Three German Leitz staff people turned up that morning, with a small crated item, and a slightly worried customer in case a big bill was about to be presented.
They opened the box to reveal a totally re-built unit, in a new presentation box, all missing accessories replaced, and a letter from Leitz explaining the rebuild. There was a certificate as well, and new instructions......and no bill at all....
The senior Leitz executive explained the unit was the first stereo unit ever sold, and they felt it best re-furbished as new, and if the customer wanted to sell the unit could they have the first option? It was later sold to them and is in the museum, I believe, at Wetzlar.
Our boss was not best pleased to loose any profit on the "repair", but we had a happy customer. Stephen.
Also I have a curious piece of Pentagon gear, it was sold as a bellows sub rack, two rails with an adaptor to which the bellows or camera was screwed. Bit it has no rack, and is therefore of limited use as a sub rack.
But then I noticed the length equals the average eye to eye distance, and after a bit of research found that Dresden had intended it as a way of making stereo shots as well.

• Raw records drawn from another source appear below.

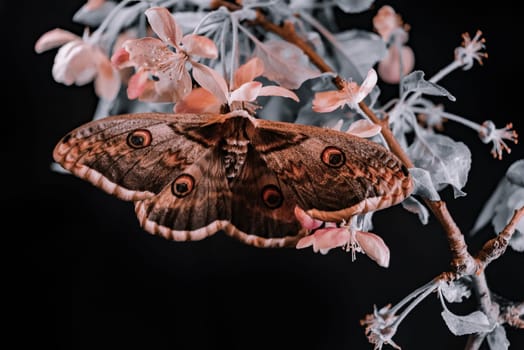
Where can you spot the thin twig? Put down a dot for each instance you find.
(495, 247)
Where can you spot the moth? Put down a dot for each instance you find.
(192, 175)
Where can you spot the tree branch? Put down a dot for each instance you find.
(495, 247)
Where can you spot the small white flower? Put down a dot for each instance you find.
(470, 50)
(490, 133)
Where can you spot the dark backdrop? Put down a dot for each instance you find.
(85, 276)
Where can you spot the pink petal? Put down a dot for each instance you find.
(107, 81)
(389, 67)
(364, 128)
(367, 85)
(174, 79)
(54, 38)
(148, 52)
(325, 239)
(305, 242)
(246, 92)
(121, 58)
(329, 238)
(328, 101)
(137, 84)
(211, 80)
(198, 45)
(94, 4)
(305, 220)
(248, 71)
(163, 24)
(385, 21)
(273, 90)
(374, 247)
(75, 64)
(199, 100)
(151, 93)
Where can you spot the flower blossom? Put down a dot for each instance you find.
(380, 327)
(470, 50)
(400, 59)
(489, 133)
(161, 73)
(80, 61)
(216, 92)
(332, 236)
(351, 94)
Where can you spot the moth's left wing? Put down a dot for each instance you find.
(332, 174)
(262, 209)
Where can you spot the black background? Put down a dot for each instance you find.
(85, 276)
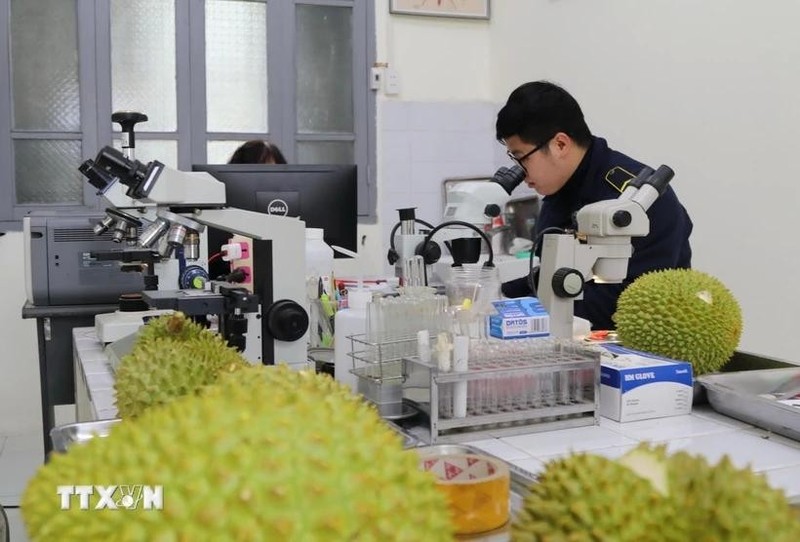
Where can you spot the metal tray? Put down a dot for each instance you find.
(65, 436)
(519, 488)
(738, 396)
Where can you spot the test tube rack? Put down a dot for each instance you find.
(379, 368)
(555, 384)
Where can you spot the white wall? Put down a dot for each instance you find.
(709, 88)
(20, 399)
(706, 87)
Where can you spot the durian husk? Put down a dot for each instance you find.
(683, 314)
(172, 356)
(264, 454)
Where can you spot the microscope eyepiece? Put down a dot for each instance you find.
(509, 178)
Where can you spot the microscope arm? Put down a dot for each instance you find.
(599, 251)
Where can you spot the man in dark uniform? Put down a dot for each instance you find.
(545, 133)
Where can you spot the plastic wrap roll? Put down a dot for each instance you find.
(477, 487)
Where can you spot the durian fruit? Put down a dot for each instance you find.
(682, 314)
(590, 497)
(722, 502)
(172, 356)
(650, 495)
(264, 454)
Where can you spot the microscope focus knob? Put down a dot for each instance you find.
(621, 219)
(567, 282)
(287, 320)
(492, 210)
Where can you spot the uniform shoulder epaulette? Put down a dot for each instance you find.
(619, 177)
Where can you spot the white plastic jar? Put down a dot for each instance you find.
(319, 258)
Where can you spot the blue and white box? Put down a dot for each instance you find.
(638, 386)
(519, 318)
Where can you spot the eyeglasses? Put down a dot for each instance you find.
(520, 161)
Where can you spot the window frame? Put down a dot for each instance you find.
(94, 65)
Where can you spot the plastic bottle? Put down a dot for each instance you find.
(319, 258)
(349, 321)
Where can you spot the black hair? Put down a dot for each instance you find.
(537, 111)
(257, 152)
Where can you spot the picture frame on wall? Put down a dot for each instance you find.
(464, 9)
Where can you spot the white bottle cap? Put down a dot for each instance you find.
(358, 298)
(315, 233)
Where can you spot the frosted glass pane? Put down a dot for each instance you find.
(47, 171)
(147, 150)
(143, 62)
(324, 69)
(236, 66)
(219, 152)
(44, 57)
(325, 152)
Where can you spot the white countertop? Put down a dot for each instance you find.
(704, 432)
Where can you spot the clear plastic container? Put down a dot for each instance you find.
(473, 282)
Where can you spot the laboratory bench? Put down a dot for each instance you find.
(704, 432)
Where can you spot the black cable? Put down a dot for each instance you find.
(536, 241)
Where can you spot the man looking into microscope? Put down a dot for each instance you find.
(543, 129)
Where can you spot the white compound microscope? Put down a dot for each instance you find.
(264, 316)
(599, 249)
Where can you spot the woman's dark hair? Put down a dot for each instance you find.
(537, 111)
(257, 152)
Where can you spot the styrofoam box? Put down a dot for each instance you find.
(518, 318)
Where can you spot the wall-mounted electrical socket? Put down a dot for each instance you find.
(391, 82)
(375, 78)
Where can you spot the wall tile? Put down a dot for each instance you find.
(394, 115)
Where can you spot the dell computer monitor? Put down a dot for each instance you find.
(323, 196)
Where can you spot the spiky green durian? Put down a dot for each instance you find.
(172, 356)
(723, 502)
(682, 314)
(586, 497)
(589, 497)
(264, 454)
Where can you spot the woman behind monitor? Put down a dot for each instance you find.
(254, 151)
(257, 151)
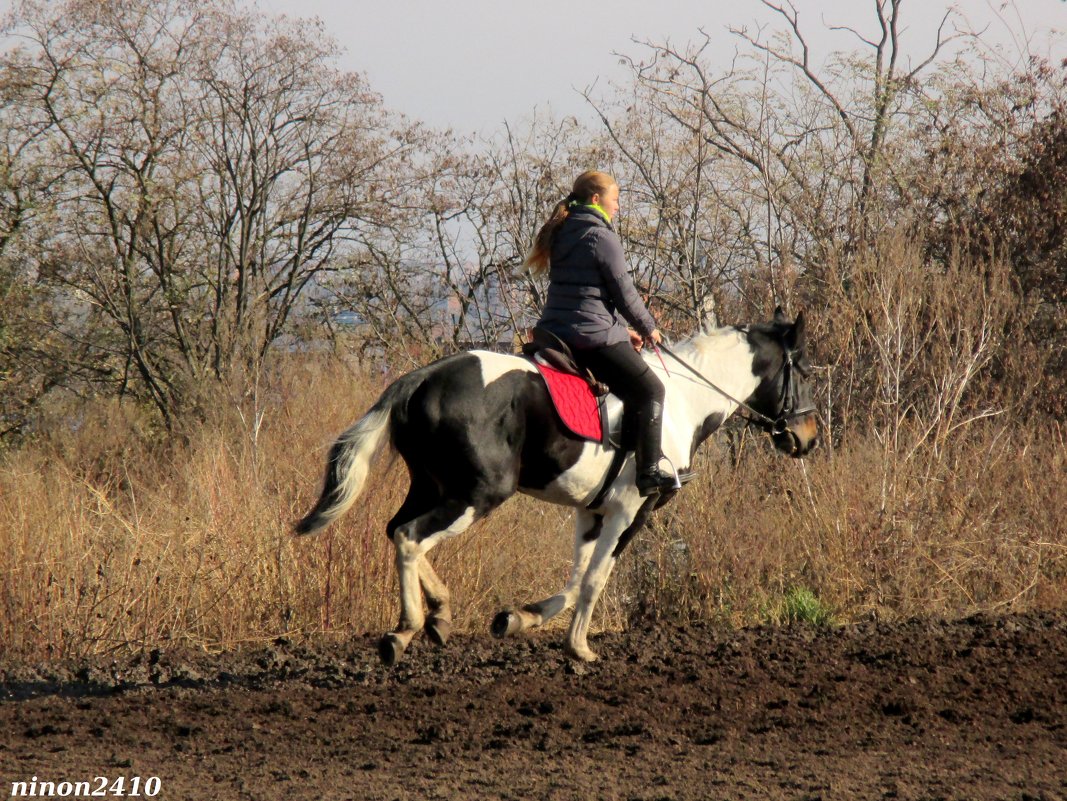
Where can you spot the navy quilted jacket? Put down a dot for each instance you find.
(591, 297)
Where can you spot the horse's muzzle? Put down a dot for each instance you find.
(796, 437)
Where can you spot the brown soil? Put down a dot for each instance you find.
(970, 709)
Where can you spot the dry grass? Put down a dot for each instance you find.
(113, 542)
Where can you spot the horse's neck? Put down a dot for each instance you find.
(722, 356)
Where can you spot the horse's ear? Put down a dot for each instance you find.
(795, 338)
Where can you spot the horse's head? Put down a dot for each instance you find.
(784, 394)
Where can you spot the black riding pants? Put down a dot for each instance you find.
(630, 378)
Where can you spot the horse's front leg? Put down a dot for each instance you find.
(587, 530)
(619, 528)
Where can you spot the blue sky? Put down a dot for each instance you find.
(472, 64)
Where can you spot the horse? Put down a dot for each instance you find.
(476, 427)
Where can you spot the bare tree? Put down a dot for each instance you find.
(209, 166)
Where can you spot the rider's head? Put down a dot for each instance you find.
(590, 188)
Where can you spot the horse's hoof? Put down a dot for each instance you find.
(506, 624)
(391, 649)
(583, 654)
(439, 629)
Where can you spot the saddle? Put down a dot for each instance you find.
(545, 348)
(580, 401)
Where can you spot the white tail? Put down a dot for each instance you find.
(347, 467)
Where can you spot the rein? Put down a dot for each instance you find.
(787, 412)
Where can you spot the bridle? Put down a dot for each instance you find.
(787, 410)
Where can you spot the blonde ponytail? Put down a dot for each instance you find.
(587, 185)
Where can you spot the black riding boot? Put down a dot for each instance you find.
(651, 480)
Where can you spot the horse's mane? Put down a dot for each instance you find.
(707, 342)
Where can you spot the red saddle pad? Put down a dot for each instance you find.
(574, 401)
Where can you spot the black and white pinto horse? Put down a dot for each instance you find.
(477, 427)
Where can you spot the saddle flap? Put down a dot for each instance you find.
(545, 348)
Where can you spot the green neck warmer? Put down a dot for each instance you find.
(595, 207)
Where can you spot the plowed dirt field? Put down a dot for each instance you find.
(970, 709)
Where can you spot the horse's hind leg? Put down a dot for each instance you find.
(587, 528)
(439, 622)
(412, 540)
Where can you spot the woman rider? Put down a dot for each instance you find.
(589, 287)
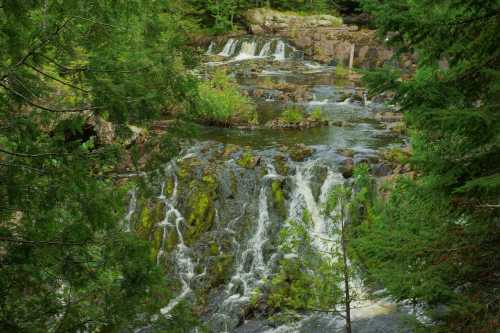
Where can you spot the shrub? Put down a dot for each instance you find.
(317, 114)
(222, 103)
(292, 115)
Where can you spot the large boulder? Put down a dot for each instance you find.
(322, 37)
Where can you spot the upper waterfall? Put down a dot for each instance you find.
(254, 47)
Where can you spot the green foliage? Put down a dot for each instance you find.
(224, 15)
(222, 103)
(437, 236)
(306, 279)
(341, 71)
(66, 262)
(317, 114)
(292, 115)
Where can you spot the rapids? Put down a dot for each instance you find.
(221, 221)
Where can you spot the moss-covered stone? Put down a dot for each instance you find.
(169, 186)
(278, 197)
(201, 213)
(280, 164)
(300, 152)
(248, 160)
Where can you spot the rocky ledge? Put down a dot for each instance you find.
(322, 37)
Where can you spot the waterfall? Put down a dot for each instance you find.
(280, 51)
(210, 48)
(247, 50)
(132, 206)
(266, 49)
(303, 198)
(229, 48)
(251, 267)
(183, 261)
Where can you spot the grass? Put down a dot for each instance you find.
(292, 115)
(317, 114)
(221, 102)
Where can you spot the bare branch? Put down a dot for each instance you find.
(56, 79)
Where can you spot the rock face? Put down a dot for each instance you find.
(322, 37)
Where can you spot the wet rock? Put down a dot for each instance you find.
(346, 152)
(248, 161)
(280, 163)
(381, 170)
(389, 116)
(300, 152)
(396, 127)
(347, 168)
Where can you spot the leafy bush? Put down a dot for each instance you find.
(292, 115)
(317, 114)
(341, 71)
(222, 103)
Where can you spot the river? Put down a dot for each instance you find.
(226, 200)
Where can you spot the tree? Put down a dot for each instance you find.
(436, 239)
(66, 263)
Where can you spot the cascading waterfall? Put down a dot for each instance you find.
(211, 48)
(303, 199)
(229, 48)
(247, 51)
(280, 51)
(248, 48)
(132, 207)
(266, 49)
(183, 261)
(251, 266)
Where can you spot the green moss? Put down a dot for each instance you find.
(280, 164)
(292, 115)
(214, 249)
(247, 160)
(278, 197)
(396, 155)
(201, 216)
(169, 186)
(219, 271)
(234, 182)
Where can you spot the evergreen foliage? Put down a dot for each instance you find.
(66, 263)
(436, 239)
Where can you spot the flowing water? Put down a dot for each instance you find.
(219, 231)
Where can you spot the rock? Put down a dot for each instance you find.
(389, 116)
(104, 130)
(300, 152)
(346, 152)
(347, 168)
(381, 170)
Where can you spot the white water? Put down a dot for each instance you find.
(229, 48)
(266, 49)
(211, 48)
(247, 51)
(183, 261)
(279, 53)
(132, 206)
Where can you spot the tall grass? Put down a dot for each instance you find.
(221, 103)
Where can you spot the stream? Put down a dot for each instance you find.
(221, 206)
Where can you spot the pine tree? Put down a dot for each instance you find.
(66, 263)
(435, 240)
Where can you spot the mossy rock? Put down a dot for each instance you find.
(300, 152)
(280, 164)
(149, 216)
(200, 204)
(278, 197)
(229, 150)
(248, 161)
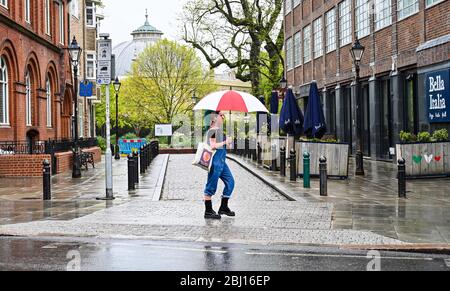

You placed it sideways on the tripod, and moved the camera to the left end, took a shot, and then moved the camera to the right to take the second shot.
Personally I do not like to do shots one after the other, and used two LTL Practicas with a dual release. It minimises the risk of foliage being moved by the breeze etc.
The advice about depth of field came originally from a Victorian article on stereo, shallow depth may lead to the foreground details being both in a blur and difficult to register as stereo, as they remain separate images. If the foreground is in focus the brain sees it as processable and it registers better in 3D. Most advice seems along the same lines from manuals and reference works.
Most of my own experience was the reconstruction of the early 1950's movies and I studied up on the whole system. I have one of the paired lens by Baush and Lomb, which came from a Mitchell 35mm camera used for 3D and the lenses were later converted to use with Vistavision.
Vista was not 3D, just a very great depth of field, and film running sideways! The old 3D lenses were converted to produce one image but with two lenses producing the image, which had astonishing depth of field. However it took hours to set up each shot!..and was only used for special shots. The film "The Battle of the River Plate", used these trick lenses for the ships model work.